Cleavage of zDEVD-7-amino-4-trifluoromethylcoumarin (zDEVD-AFC), a synthetic fluorogenic caspase substrate, was also measured. Extracts of CEM cells treated with anti-Fas mAb cleaved zDEVD-AFC, resulting in the release of free AFC (Figure 1D), and zDEVD-AFC cleavage in Fas-treated cells was inhibited by zDEVD-fmk (data not shown). However, we detected no cleavage of zDEVD-AFC by extracts of galectin-1 treated CEM and MOLT-4 cells (Fig 1D).

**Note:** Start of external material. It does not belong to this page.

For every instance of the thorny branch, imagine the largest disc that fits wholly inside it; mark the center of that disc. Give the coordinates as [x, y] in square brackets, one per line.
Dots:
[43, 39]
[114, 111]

Finally, we directly examined activation of several pro-caspases, including 2,3,4,6,8,9 and 10, to active forms, by immunoblotting with a panel of specific antibodies. Although we detected activation of pro-caspases in anti-Fas mAb treated CEM cells, we did not detect activation of any of these pro-caspases in galectin-1 treated CEM and MOLT-4 cells (data not shown). Therefore, galectin-1 induced cell death appears to operate via a caspase-independent mechanism.
As non-caspase proteases have also been implicated in cell death (2, 19–22), we also examined the ability of several other protease inhibitors to inhibit galectin-1 cell death. We observed no reduction in galectin-1 induced PS exposure with calpain inhibitors I and II, serine protease inhibitors TPCK and TLCK, cathepsin inhibitors pepstatin and CA-074 Me, or the proteasome inhibitor lactacystin (data not shown).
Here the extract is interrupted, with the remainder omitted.